Ryan insists he’s not planning to be ‘another Cody’ at the helm of Tipp
TIPPERARY senior hurling manager Michael Ryan insists that he has no plans to stay as long in the role as Brian Cody in Kilkenny.
Ryan has signed up to a fresh three-year term in charge – an agreement that will take him up to the end of the 2020 championship if completed. But as the Upperchurch-Drombane clubman looks ahead to next season, he has stressed the importance of identifying and grooming his successor.
That man could be Liam Cahill, the 2016 All-Ireland minor-winning manager who has stepped up to the U-21 ranks for the next three years.
In the meantime, Ryan has been handed the task of regaining the All-Ireland senior crown won last year. Tipp lost out to eventual winners Galway by just a point in a gripping semi-final last August and Ryan admitted that he felt “terrible” after that defeat.
And he conceded that there were plenty of ‘what ifs’ after watching Galway go on to lift the Liam MacCarthy Cup.
QUESTIONS
Ryan told Ti pp FM :“In the aftermath of an immediate loss, you do have to ask yourself those hard questions – what did you miss, what didn’t you get right?
“No more than the players, we all feel terrible when we don’t win, particularly when it was such a tight margin. To watch Galway go ahead and win their final as well, the what ifs go on and on.

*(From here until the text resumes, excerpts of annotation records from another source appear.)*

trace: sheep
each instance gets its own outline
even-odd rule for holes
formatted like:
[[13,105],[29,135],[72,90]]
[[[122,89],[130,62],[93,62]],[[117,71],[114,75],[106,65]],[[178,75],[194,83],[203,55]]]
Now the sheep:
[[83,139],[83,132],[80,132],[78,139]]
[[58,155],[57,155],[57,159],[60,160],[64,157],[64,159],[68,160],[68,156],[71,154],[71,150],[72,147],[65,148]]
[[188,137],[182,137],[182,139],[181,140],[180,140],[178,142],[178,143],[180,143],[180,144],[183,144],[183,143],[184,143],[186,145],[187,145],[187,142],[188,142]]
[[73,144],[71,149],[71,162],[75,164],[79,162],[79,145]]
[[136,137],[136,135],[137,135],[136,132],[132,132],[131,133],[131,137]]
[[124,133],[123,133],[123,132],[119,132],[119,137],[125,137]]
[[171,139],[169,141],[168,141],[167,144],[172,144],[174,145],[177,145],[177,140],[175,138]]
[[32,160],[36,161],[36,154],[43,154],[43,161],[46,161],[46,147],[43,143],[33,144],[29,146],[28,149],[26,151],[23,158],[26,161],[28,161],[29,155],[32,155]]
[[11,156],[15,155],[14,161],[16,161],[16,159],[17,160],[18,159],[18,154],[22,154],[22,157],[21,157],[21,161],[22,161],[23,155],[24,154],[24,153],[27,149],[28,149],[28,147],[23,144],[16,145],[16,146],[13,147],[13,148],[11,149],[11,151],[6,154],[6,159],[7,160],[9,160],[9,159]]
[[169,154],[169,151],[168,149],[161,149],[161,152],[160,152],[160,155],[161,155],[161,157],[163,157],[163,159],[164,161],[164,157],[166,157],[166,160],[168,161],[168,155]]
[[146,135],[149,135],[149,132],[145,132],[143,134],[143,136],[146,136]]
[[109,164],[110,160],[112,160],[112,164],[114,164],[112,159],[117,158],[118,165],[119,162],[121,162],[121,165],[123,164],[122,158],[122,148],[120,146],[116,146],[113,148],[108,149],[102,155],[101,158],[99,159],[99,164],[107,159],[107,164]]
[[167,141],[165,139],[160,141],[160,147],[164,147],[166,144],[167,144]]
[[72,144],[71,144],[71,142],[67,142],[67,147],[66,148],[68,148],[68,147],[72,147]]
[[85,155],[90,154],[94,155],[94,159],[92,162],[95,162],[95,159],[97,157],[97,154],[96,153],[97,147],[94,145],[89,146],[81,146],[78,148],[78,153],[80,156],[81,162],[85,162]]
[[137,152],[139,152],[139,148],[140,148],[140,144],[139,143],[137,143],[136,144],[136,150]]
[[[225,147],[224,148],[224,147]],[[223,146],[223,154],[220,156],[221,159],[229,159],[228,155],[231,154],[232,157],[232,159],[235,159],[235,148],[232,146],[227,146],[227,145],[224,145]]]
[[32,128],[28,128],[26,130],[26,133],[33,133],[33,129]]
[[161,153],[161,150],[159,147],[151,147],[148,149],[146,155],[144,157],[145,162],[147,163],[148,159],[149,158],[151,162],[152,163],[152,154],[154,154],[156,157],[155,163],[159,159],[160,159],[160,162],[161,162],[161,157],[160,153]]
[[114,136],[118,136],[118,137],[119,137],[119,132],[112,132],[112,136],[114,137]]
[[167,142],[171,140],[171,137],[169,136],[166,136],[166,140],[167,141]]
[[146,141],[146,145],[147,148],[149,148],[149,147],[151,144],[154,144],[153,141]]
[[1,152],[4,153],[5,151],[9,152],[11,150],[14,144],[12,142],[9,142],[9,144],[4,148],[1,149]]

“But it’s over, the All-Ireland’s been won, it’s sitting in the West and 2018 is a new beginning for every team. We’re just privileged to be working with such a good squad and, in fairness, Tipperary is exceptionally well-organised.
“We’ve a very active and supportive county board on every level, and behind them, we have a super Tipperary supporters club that can make an awful lot of things happen that need to happen in the background. We’re the lucky ones that get to work in that kind of set-up and look, our time is short.
“We’re not trying to emulate a Brian Cody or anything like it. We’re just trying to work with this bunch of players as best we can but the next management group need to be identified and brought through as well.”